Peter Schreyer: The Visionary Aesthete

Peter Schreyer’s decision in 2006 to leave Volkswagen for Kia left many scratching their heads. People wondered why someone would descend from the heights of car design to join a relatively faceless brand on the other side of the planet. But he couldn’t have done anything better. Because Peter Schreyer is a visionary. And he recognizes an opportunity when he sees one.
  • Text
    Bernd Haase
  • Photos
    Gestalten

There’s this saying in German: “You haven’t got a chance. So use it!” What that means is that you have to recognize non-existent opportunities as such in order to seize them. It’s 1975. Peter Schreyer, a young man from Bad Reichenhall, has just been turned down by the art academy in Munich and is wondering if perhaps he should help out in the family business, a farm with a successful inn, after all. He will do that on the side anyway, but for now Peter Schreyer wanders aimlessly through Munich’s university district when he comes across a poster advertising a course of study in industrial design at the Munich University of Applied Sciences. Peter Schreyer doesn’t have a clear idea of what industrial design is all about, nor does he see it as a career opportunity. But he thinks, “Why not?”

Some thirty years later, Peter Schreyer is driving through Austria to St. Moritz in Switzerland for a presentation when his phone rings. This time, he immediately recognizes the opportunity that presents itself. By now, the young man in search of his way in life has become a recognized car designer. After studying industrial design in Munich and transportation design at the Royal College of Art in London, he spent over twenty-­five years in various positions working for Audi and the Volkswagen Group. He was responsible for the VW Golf IV as well as the New Beetle, the Audi A2 and the Audi TT. The name Peter Schreyer has a good reputation in the industry. As Volkswagen Group’s head of design, he is in charge of the automaker’s full range of design activities. It really doesn’t get much better than that. Nevertheless, Peter Schreyer accepts the offer presented to him that day in 2006 and becomes chief design officer of Kia.

To put it in perspective: At the time, the Korean brand has a reputation for – let’s say – conventional economy cars, while the Volkswagen Group is home to brands like Lamborghini, Bentley, Bugatti and Porsche. More than a few people shake their heads in disbelief.

Peter Schreyer loves rebelling against conventions. He likes Frank Zappa’s absurd lyrics and Cy Twombly’s wandering abstractions. So what is his recipe for success? Generosity. Equanimity. Strength.

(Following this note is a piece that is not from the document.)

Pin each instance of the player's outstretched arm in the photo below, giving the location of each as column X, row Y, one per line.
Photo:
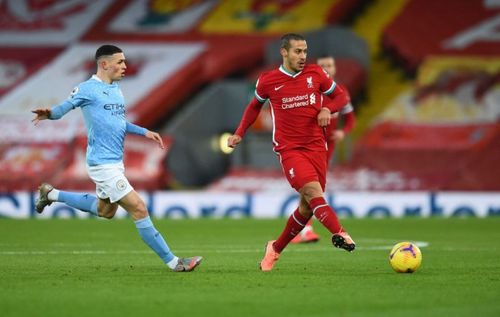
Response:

To cut a long story short: Ever since Schreyer has been in charge of the Korean company’s design, sales figures have almost tripled and the automotive group rose to become one of the world’s top five automotive companies – thanks in part to Schreyer’s work, as countless design awards attest. Today Schreyer is not only head of design at Kia, he is also president and head of design management at Hyundai Motor Group with its three brands Hyundai, Kia and Genesis. He is the first non-European on the board. His name is renowned even beyond the automotive world, and he has even established himself as an artist – though that is actually what he has always been.

Perhaps as early as June 15, 1958, when five-year-old Peter, sitting in his parents’ inn, grabs a pencil and a waiter’s pad and begins to draw. A tractor. A loader. A bulldozer. Vehicles with four wheels, the kind he sees in his immediate surroundings. Peter Schreyer grows up on a farm. He often spends Sundays with his grandparents. His grandfather is a carpenter, but also paints watercolors. The small workshop where he often takes his grandson is a source of inspiration for Peter Schreyer to this day. There, with the smell of wood, glue and oil paints, the boy learns how to give shape to his imagination. Toys and model airplanes are built, pictures are painted. “Your origins are a treasure that you can draw on for a lifetime,” says the now sixty-eight-year-old Schreyer, who has remained wonderfully modest throughout the years.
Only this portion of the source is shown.